Nel 2015 Siggia aveva scritto “Le tour du monde en 80 dînettes, recettes et fables pour les petits” (ed.”Ilmiolibro”), pure questo con ricette semplici e chiare e con i suoi disegni per i piccoli che più tardi potranno diventare dei cuochi “internazionali”: infatti vi sono ricette di piatti di 20 Paesi, dall’Europa all’Estremo Oriente. Tra i Paesi francofoni è considerata non solo la Francia (“crêpes au jambon et fromage”, “quiche aux légumes”) ma anche il Belgio (“Waterzoï de poisson”, “chicons au gratin”, “pain perdu”) e la Svizzera (“potage à l’orge perlé”, “röstis de pommes de terre”, “tourte aux noix de l’Engadine”), e così la “haute cuisine” non è solo “française”!
Ancora prima Siggia aveva scritto per i piccoli “C’erano una volta i Romani”, “C’erano una volta gli Etruschi” e il “Museo nazionale etrusco di villa Giulia e le avventure del cagnolino Joy” (Palombi Editori, 2005), sempre con i suoi disegni per attirarli verso il luogo dove ha lavorato a lungo con la passione che è propria di coloro che mettendola così al servizio del Paese lo onorano anziché esserne indifferenti o distruggerlo. Passione per cui si sporcava le mani non solo con i disegni, ma anche da pittrice e scultrice ispirandosi inizialmente alle opere degli Etruschi, e come archeologa e restauratrice nei loro siti. Una passione che l’ha portata a scrivere, con Rita Cosentino, anche i due libri “Sul con l’olio” (2010) e “Sul con il vino” (2009) che le edizioni “Historia” hanno pubblicato con i vasi antichi in copertina e che l’hanno fatta poi divenire, vivendo in Estremo Oriente, Germania e Belgio, curiosa ed esperta nelle influenze e negli ingredienti esportati ed importati a livello mondiale nelle elaborazioni dei pasti.
Lo sviluppo della coltivazione dell’olio d’oliva, arrivato nell’Italia centrale dalla “Magna Grecia” e dunque indirettamente dalla Grecia e dal Mediterraneo orientale, sembra essersi sviluppato soprattutto dopo che gli Etruschi si erano uniti ai Romani, poiché è allora che si sono sviluppati il suo commercio e perciò la diffusione degli uliveti. L’olio allora cominciava ad essere usato anche per la cosmesi (come fluidificatore della pelle e dei muscoli), in particolare dai più abbienti, e per l’illuminazione: donde il lampadario etrusco conservato al Museo dell’Accademia etrusca di Cortona, con le simboliche raffigurazioni umane che fanno parte degli esempi più importanti della loro arte. Lo sviluppo interregionale dell’olio si è allora concretizzato anche nella salsa a base d’aglio (aglio, olio d’oliva, aceto e sale), quindi usata in varie pietanze (carne, pesce, verdura e pane). Al piacere del gusto forte contribuiva anche la cipolla, seppure più moderatamente alle tavole imbandite dai ricchi, che era pure considerata come un afrodisiaco (l’aglio intanto era anche considerato vermicida). Il condimento a base d’olio s’applicava sia alla carne arrostita, ai caprioli e cinghiali dell’odierna Toscana, sia alle porchette dell’odierno Lazio. Il culto delle olive, indipendentemente dai significati religiosi loro attribuiti, era tale per cui quelle amare venivano addolcite lasciandole a lungo in acqua.

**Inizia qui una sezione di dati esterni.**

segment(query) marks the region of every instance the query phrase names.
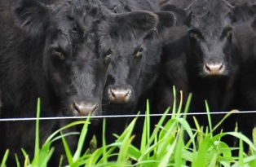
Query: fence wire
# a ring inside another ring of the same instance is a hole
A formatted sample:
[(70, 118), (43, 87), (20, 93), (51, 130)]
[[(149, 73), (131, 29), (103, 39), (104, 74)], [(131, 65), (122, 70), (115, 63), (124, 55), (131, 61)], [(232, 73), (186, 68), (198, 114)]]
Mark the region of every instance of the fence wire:
[[(210, 115), (226, 115), (230, 112), (210, 112)], [(248, 113), (256, 113), (256, 111), (238, 111), (234, 112), (232, 114), (248, 114)], [(149, 114), (150, 116), (162, 116), (164, 113), (157, 114)], [(166, 116), (179, 115), (183, 116), (184, 113), (168, 113)], [(206, 112), (188, 112), (186, 113), (187, 116), (196, 116), (196, 115), (207, 115)], [(47, 117), (39, 117), (38, 120), (82, 120), (90, 117), (90, 119), (99, 119), (99, 118), (118, 118), (118, 117), (145, 117), (146, 114), (130, 114), (130, 115), (108, 115), (108, 116), (47, 116)], [(0, 118), (0, 121), (36, 121), (37, 117), (19, 117), (19, 118)]]

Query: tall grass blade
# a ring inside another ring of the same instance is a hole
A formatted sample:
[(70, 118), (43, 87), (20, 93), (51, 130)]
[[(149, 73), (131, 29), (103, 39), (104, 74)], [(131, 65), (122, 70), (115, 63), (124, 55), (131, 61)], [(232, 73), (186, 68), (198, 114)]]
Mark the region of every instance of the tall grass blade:
[(83, 143), (84, 143), (84, 140), (86, 138), (86, 133), (88, 131), (88, 125), (89, 125), (89, 121), (90, 121), (90, 114), (89, 114), (89, 117), (86, 119), (86, 123), (84, 124), (82, 129), (82, 132), (78, 139), (78, 143), (77, 143), (77, 151), (73, 157), (73, 160), (75, 162), (77, 161), (80, 156), (81, 156), (81, 152), (83, 147)]
[(36, 121), (36, 135), (35, 135), (35, 150), (34, 150), (34, 158), (33, 160), (32, 165), (38, 165), (38, 154), (40, 152), (40, 141), (39, 141), (39, 117), (40, 117), (40, 112), (41, 112), (41, 99), (40, 98), (38, 99), (38, 105), (37, 105), (37, 121)]
[(9, 149), (7, 149), (6, 151), (6, 152), (4, 153), (4, 156), (3, 156), (3, 158), (2, 160), (2, 162), (1, 162), (1, 167), (5, 167), (6, 166), (6, 163), (7, 161), (7, 158), (8, 158), (8, 155), (9, 155)]

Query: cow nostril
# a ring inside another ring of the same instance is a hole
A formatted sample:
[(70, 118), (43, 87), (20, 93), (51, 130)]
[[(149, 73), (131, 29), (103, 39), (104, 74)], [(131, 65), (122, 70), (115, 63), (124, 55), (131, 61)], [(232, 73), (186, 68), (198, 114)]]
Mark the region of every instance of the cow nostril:
[(113, 98), (116, 98), (116, 95), (115, 95), (115, 91), (110, 88), (110, 92), (111, 92), (111, 95), (113, 97)]
[(225, 66), (223, 63), (219, 64), (205, 64), (204, 66), (205, 72), (207, 75), (223, 75)]
[(109, 99), (114, 103), (126, 103), (131, 96), (130, 89), (109, 89)]
[(73, 102), (73, 112), (75, 116), (88, 116), (90, 113), (96, 112), (99, 109), (98, 103)]
[(209, 67), (208, 64), (205, 64), (205, 71), (207, 71), (207, 72), (210, 72), (210, 68)]

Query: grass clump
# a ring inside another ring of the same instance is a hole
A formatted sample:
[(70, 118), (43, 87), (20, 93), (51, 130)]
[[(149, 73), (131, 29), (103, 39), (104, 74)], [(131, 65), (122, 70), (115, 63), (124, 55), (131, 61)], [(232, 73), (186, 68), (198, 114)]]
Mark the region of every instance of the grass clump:
[[(182, 97), (182, 96), (181, 96)], [(174, 94), (174, 99), (176, 95)], [(205, 130), (198, 124), (196, 117), (194, 122), (196, 129), (192, 129), (186, 120), (186, 113), (188, 112), (192, 94), (188, 99), (184, 111), (182, 111), (182, 104), (176, 108), (174, 102), (172, 111), (168, 108), (164, 115), (160, 118), (158, 123), (153, 130), (150, 130), (150, 112), (149, 103), (147, 104), (146, 116), (144, 118), (143, 130), (141, 137), (141, 143), (139, 147), (132, 144), (135, 138), (133, 130), (138, 117), (127, 125), (127, 128), (120, 135), (116, 135), (115, 143), (107, 145), (103, 138), (103, 147), (95, 149), (93, 152), (89, 150), (82, 152), (84, 138), (86, 136), (90, 118), (86, 121), (78, 121), (63, 127), (52, 134), (42, 147), (39, 147), (39, 121), (37, 121), (35, 156), (31, 161), (26, 159), (24, 166), (51, 166), (48, 164), (54, 148), (51, 147), (52, 142), (61, 139), (70, 167), (238, 167), (238, 166), (256, 166), (256, 148), (255, 144), (246, 136), (241, 133), (214, 132), (234, 111), (227, 114), (218, 124), (213, 126), (211, 123), (210, 112), (208, 104), (205, 103), (208, 113), (209, 125)], [(182, 102), (182, 99), (180, 100)], [(40, 113), (40, 105), (38, 108), (38, 117)], [(170, 117), (167, 114), (171, 112)], [(83, 124), (82, 130), (77, 143), (76, 152), (73, 155), (68, 147), (68, 143), (65, 140), (67, 135), (77, 134), (77, 133), (62, 134), (56, 137), (62, 130), (71, 126)], [(105, 121), (104, 121), (103, 136), (105, 133)], [(254, 130), (255, 131), (255, 130)], [(255, 135), (255, 133), (254, 134)], [(236, 147), (231, 147), (225, 143), (222, 138), (226, 135), (232, 135), (239, 138), (239, 144)], [(187, 138), (187, 139), (184, 139)], [(244, 152), (244, 144), (248, 144), (250, 153)], [(119, 150), (116, 152), (117, 148)], [(234, 150), (238, 150), (238, 156), (232, 155)], [(8, 150), (4, 155), (1, 167), (5, 166), (7, 160)], [(29, 157), (24, 151), (25, 157)], [(111, 161), (111, 157), (117, 157), (116, 160)], [(133, 163), (132, 163), (133, 162)], [(17, 166), (20, 162), (17, 161)], [(60, 160), (60, 166), (62, 165)]]

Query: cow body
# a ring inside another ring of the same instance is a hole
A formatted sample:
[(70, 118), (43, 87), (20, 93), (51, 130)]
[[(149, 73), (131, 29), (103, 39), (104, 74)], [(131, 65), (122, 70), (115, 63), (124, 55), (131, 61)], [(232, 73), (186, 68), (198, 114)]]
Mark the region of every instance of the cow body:
[[(104, 7), (115, 15), (135, 13), (134, 20), (123, 20), (129, 23), (126, 29), (113, 33), (108, 46), (101, 48), (112, 51), (107, 82), (103, 98), (103, 110), (105, 115), (133, 114), (141, 96), (153, 85), (158, 73), (161, 45), (159, 40), (160, 29), (171, 26), (174, 16), (168, 13), (158, 14), (157, 1), (102, 1)], [(137, 15), (147, 12), (151, 18)], [(138, 13), (139, 14), (139, 13)], [(166, 17), (162, 17), (162, 15)], [(136, 19), (137, 18), (137, 19)], [(139, 19), (140, 21), (137, 21)], [(165, 21), (164, 21), (165, 20)], [(137, 29), (132, 30), (134, 24)], [(118, 29), (122, 29), (120, 25)], [(139, 33), (140, 31), (140, 33)], [(102, 43), (106, 43), (102, 41)], [(106, 142), (115, 141), (113, 134), (121, 134), (125, 130), (128, 118), (106, 119)], [(100, 126), (99, 126), (100, 127)], [(102, 131), (96, 133), (99, 146), (101, 145)]]
[[(1, 2), (2, 118), (35, 117), (38, 97), (41, 116), (101, 115), (108, 57), (97, 54), (95, 6), (79, 0)], [(41, 121), (41, 142), (68, 122)], [(10, 149), (11, 166), (15, 152), (22, 159), (21, 147), (33, 157), (34, 122), (1, 122), (0, 133), (0, 155)], [(76, 137), (70, 141), (76, 147)], [(64, 154), (60, 142), (53, 166)]]
[[(234, 31), (238, 37), (238, 43), (241, 55), (241, 74), (239, 81), (240, 101), (239, 109), (242, 111), (255, 111), (255, 64), (256, 64), (256, 24), (255, 18), (242, 22), (235, 26)], [(238, 131), (253, 139), (252, 130), (256, 125), (254, 113), (237, 114)], [(245, 149), (248, 146), (245, 144)]]
[[(199, 0), (192, 2), (186, 12), (187, 24), (179, 26), (179, 31), (170, 31), (171, 40), (163, 47), (161, 74), (156, 86), (157, 110), (163, 112), (173, 106), (173, 86), (177, 104), (179, 90), (183, 90), (183, 104), (192, 94), (189, 112), (205, 112), (205, 100), (210, 112), (237, 108), (241, 58), (232, 31), (232, 7), (225, 1)], [(213, 115), (213, 125), (223, 116)], [(196, 117), (200, 125), (209, 125), (206, 116)], [(194, 125), (192, 117), (188, 119)], [(235, 124), (227, 125), (224, 130), (234, 127)]]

Anche la coltivazione delle viti per il vino s’è sviluppata dagli Etruschi sulla scia di quella nel Sud e nel Mediterraneo. Il culto del vino appare nelle numerose raffigurazioni delle loro anfore e calici tenuti in mano nelle occasioni più gioiose, e la sua produzione era divenuta tale da lasciare, oltre ai semi di vite ritrovati nelle loro tombe, tracce della sua esportazione: ad Antibes è stato scoperto un relitto di nave con delle anfore di Vulci. Altre tracce ricordano l’uso della resina per la sua conservazione, l’uso delle grotte di tufo come cantine per la vendemmia, ed è dunque implicito che le loro radici sono state quelle di tutte le coltivazioni successive dell’Italia centrale. A tal punto che tutti i produttori oggi le vantano per attirare le visite agroturistiche.
Anche nella descrizione dell’uso dei vini Siggia con Cosentino s’è limitata agli aspetti che attirano maggiormente l’attenzione, di fronte alla vastità dell’argomento, e ogni aneddoto scritto in tutti i suoi libri ha il fine, per grandi e piccoli, di rendere ancora più interessante e gradevole la loro lettura.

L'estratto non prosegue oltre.